CLAUDIO: Siamo una band anagraficamente non giovanissima anche se discograficamente si, non mi sento troppo nella posizione di poter dare consigli anche se sono d’accordo su quello che ha detto Matteo, il lavoro paga sempre.

Quali sono i vostri progetti futuri?
CLAUDIO: Sicuramente intensificare l’attività live, cercando di esportare la nostra musica all’estero. Speriamo anche di riuscire ad autofinanziarsi velocemente per tornare il prima possibile in studio per fare un altro disco. Non dobbiamo fermarci.
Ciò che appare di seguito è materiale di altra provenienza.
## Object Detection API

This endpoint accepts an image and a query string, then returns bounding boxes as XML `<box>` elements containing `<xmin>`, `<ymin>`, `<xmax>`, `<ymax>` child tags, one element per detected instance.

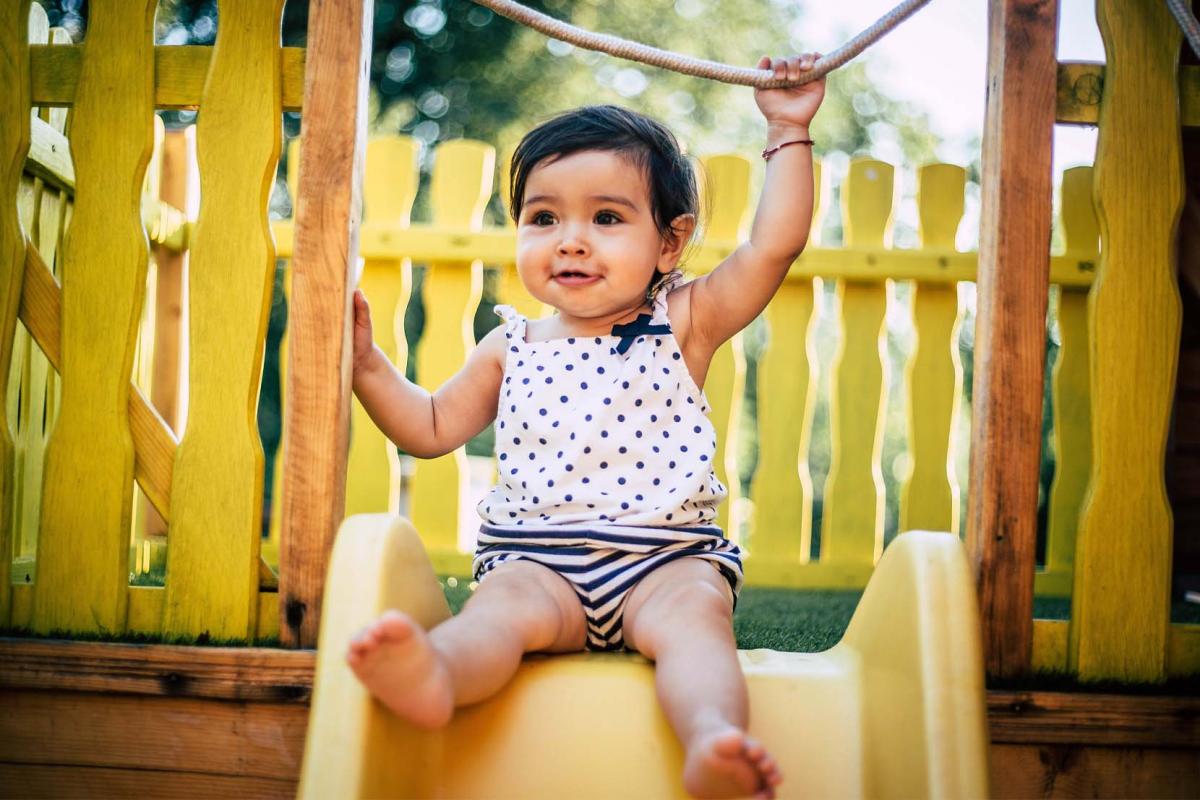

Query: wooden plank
<box><xmin>412</xmin><ymin>139</ymin><xmax>496</xmax><ymax>554</ymax></box>
<box><xmin>32</xmin><ymin>0</ymin><xmax>156</xmax><ymax>632</ymax></box>
<box><xmin>1070</xmin><ymin>0</ymin><xmax>1183</xmax><ymax>681</ymax></box>
<box><xmin>280</xmin><ymin>2</ymin><xmax>372</xmax><ymax>648</ymax></box>
<box><xmin>988</xmin><ymin>690</ymin><xmax>1200</xmax><ymax>747</ymax></box>
<box><xmin>0</xmin><ymin>2</ymin><xmax>33</xmax><ymax>624</ymax></box>
<box><xmin>967</xmin><ymin>0</ymin><xmax>1058</xmax><ymax>676</ymax></box>
<box><xmin>346</xmin><ymin>137</ymin><xmax>420</xmax><ymax>516</ymax></box>
<box><xmin>20</xmin><ymin>247</ymin><xmax>176</xmax><ymax>517</ymax></box>
<box><xmin>0</xmin><ymin>763</ymin><xmax>296</xmax><ymax>800</ymax></box>
<box><xmin>1055</xmin><ymin>61</ymin><xmax>1200</xmax><ymax>127</ymax></box>
<box><xmin>989</xmin><ymin>744</ymin><xmax>1200</xmax><ymax>800</ymax></box>
<box><xmin>0</xmin><ymin>690</ymin><xmax>308</xmax><ymax>777</ymax></box>
<box><xmin>821</xmin><ymin>158</ymin><xmax>894</xmax><ymax>564</ymax></box>
<box><xmin>30</xmin><ymin>44</ymin><xmax>305</xmax><ymax>112</ymax></box>
<box><xmin>689</xmin><ymin>156</ymin><xmax>750</xmax><ymax>541</ymax></box>
<box><xmin>900</xmin><ymin>164</ymin><xmax>966</xmax><ymax>533</ymax></box>
<box><xmin>1046</xmin><ymin>167</ymin><xmax>1100</xmax><ymax>594</ymax></box>
<box><xmin>163</xmin><ymin>0</ymin><xmax>283</xmax><ymax>640</ymax></box>
<box><xmin>748</xmin><ymin>162</ymin><xmax>822</xmax><ymax>563</ymax></box>
<box><xmin>0</xmin><ymin>638</ymin><xmax>316</xmax><ymax>703</ymax></box>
MATTEO: Questo luglio faremo finalmente la nostra prima data all’estero, più precisamente allo WaveFest di Rotterdam, quindi stiamo cercando con l’aiuto di alcuni promoter altre date in quei giorni. Ci stanno arrivando diverse richieste per suonare fuori Italia, in Germania soprattutto, speriamo di poter organizzare un vero e proprio tour al più presto. Per un mesetto e mezzo però ci fermeremo dato che la maggior parte dei locali chiudono la stagione adesso. Credo che ne approfitteremo per scrivere nuovo materiale. Inoltre ci vedremo sicuramente dopo l’estate a Bologna in concerto e magari per un’altra intervista! Grazie ciao ciao!
M,C,F: Ciaoooooooooo!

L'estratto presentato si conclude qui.